You are viewing a plain text version of this content. The canonical link for it is here.

Posted to user@spark.apache.org by Jim Carroll <ji...@gmail.com> on 2017/11/20 19:48:17 UTC

Re: Writing files to s3 with out temporary directory

I have this exact issue. I was going to intercept the call in the filesystem
if I had to (since we're using the S3 filesystem from Presto anyway) but if
there's simply a way to do this correctly I'd much prefer it. This basically
doubles the time to write parquet files to s3.



--
Sent from: http://apache-spark-user-list.1001560.n3.nabble.com/

---------------------------------------------------------------------
To unsubscribe e-mail: user-unsubscribe@spark.apache.org

Re: Writing files to s3 with out temporary directory

Posted by Jim Carroll <ji...@gmail.com>.

I got it working. It's much faster.

If someone else wants to try it I:
1) Was already using the code from the Presto S3 Hadoop FileSystem
implementation modified to sever it from the rest of the Presto codebase.
2) I extended it and overrode the method "keyFromPath" so that anytime the
Path referred to a "_temporary" parquet file "part" it returned a "key" to
the final location of the file.
3) I registered the filesystem through sparkContext.hadoopConfiguration by
setting fs.s3.impl, fs.s3n.impl, and fs.s3a.impl.

I realize I'm risking a file corruption but it's WAAAAY faster than it was.




--
Sent from: http://apache-spark-user-list.1001560.n3.nabble.com/

---------------------------------------------------------------------
To unsubscribe e-mail: user-unsubscribe@spark.apache.org

Re: Writing files to s3 with out temporary directory

Posted by Steve Loughran <st...@hortonworks.com>.

Hadoop trunk (i.e 3.1 when it comes out), has the code to do 0-rename commits

http://steveloughran.blogspot.co.uk/2017/11/subatomic.html

if you want to play today, you can build Hadoop trunk & spark master, + a little glue JAR of mine to get Parquet to play properly

http://steveloughran.blogspot.co.uk/2017/11/how-to-play-with-new-s3a-committers.html

On 21 Nov 2017, at 15:03, Jim Carroll <ji...@gmail.com>> wrote:

It's not actually that tough. We already use a custom Hadoop FileSystem for
S3 because when we started using Spark with S3 the native FileSystem was
very unreliable. Our's is based on the code from Presto. (see
https://github.com/prestodb/presto/blob/master/presto-hive/src/main/java/com/facebook/presto/hive/s3/PrestoS3FileSystem.java
).

I already have a version that introduces a hash to the filename for the file
that's actually written to the S3 to see if it makes a difference per
https://docs.aws.amazon.com/AmazonS3/latest/dev/request-rate-perf-considerations.html#get-workload-considerations
. FWIW, it doesn't.

AFAIK, the more the hash appears up the the directory tree, the better it is. The classic partitioned layout here is exactly what y don't want.

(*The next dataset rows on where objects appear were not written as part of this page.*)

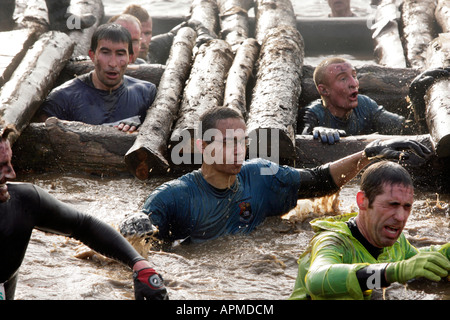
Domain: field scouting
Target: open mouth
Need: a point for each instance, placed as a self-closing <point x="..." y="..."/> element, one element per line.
<point x="354" y="95"/>
<point x="392" y="231"/>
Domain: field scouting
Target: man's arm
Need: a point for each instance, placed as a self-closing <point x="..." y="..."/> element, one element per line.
<point x="59" y="218"/>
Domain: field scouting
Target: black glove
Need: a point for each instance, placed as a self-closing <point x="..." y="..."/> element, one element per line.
<point x="137" y="225"/>
<point x="328" y="135"/>
<point x="149" y="285"/>
<point x="420" y="85"/>
<point x="396" y="149"/>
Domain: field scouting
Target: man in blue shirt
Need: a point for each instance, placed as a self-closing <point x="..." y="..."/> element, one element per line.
<point x="228" y="195"/>
<point x="342" y="110"/>
<point x="106" y="95"/>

I'm going to modify that experiment to override the key
name like before except actually mode the file, keep track of the state, and
override the rename method.

you might find this intersting too https://arxiv.org/abs/1709.01812 .

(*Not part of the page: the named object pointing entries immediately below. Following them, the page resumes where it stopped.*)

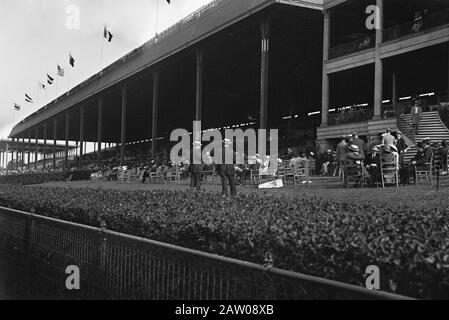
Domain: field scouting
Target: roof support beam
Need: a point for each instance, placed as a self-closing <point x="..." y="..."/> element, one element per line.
<point x="45" y="146"/>
<point x="36" y="149"/>
<point x="265" y="50"/>
<point x="81" y="135"/>
<point x="155" y="111"/>
<point x="55" y="133"/>
<point x="100" y="130"/>
<point x="67" y="132"/>
<point x="123" y="127"/>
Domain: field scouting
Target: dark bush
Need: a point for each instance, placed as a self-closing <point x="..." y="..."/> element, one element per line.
<point x="313" y="236"/>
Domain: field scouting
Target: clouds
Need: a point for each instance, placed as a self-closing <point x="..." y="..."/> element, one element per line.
<point x="35" y="39"/>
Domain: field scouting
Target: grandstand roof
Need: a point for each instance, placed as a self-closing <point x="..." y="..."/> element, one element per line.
<point x="19" y="146"/>
<point x="202" y="24"/>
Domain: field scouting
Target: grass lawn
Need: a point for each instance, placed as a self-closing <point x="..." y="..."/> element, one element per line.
<point x="421" y="196"/>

IBM's stocator FS remaps from dest/_temporary/$jobAttemp/$taskAttempt/part-0000 to a file dest/part-$jobAttempt-$taskAttempt-000

This makes it possible to cleanup failed tasks & jobs; without that on any task failure the entire job needs to be failed.

The problems with this approach are: 1) it's brittle because it depends on
the internal directory and file naming conventions in Hadoop and Parquet.

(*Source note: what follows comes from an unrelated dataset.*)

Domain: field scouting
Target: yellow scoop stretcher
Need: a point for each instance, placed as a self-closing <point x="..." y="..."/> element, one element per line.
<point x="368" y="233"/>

They do, but the actual workers have the right to generate files with different names than part-0000.$suffix , stick in summary files, etc. Even: not create files, which is what ORC does when there are no results for that part

2)
It will assume (as seems to be currently the case) that the 'rename' call is
done for all files from the driver.

The first step to the new committers was look at all the code where the old ones were called, including stepping through with a debugger to work out exactly what the two intermingled commit algorithms were up to

https://github.com/apache/hadoop/blob/trunk/hadoop-tools/hadoop-aws/src/site/markdown/tools/hadoop-aws/committer_architecture.md

But it should do until there's a better
solution in the Hadoop committer.

If you are at the stage where you have your own FS implementation, you are probably ready to pick up & play with the new s3a committers.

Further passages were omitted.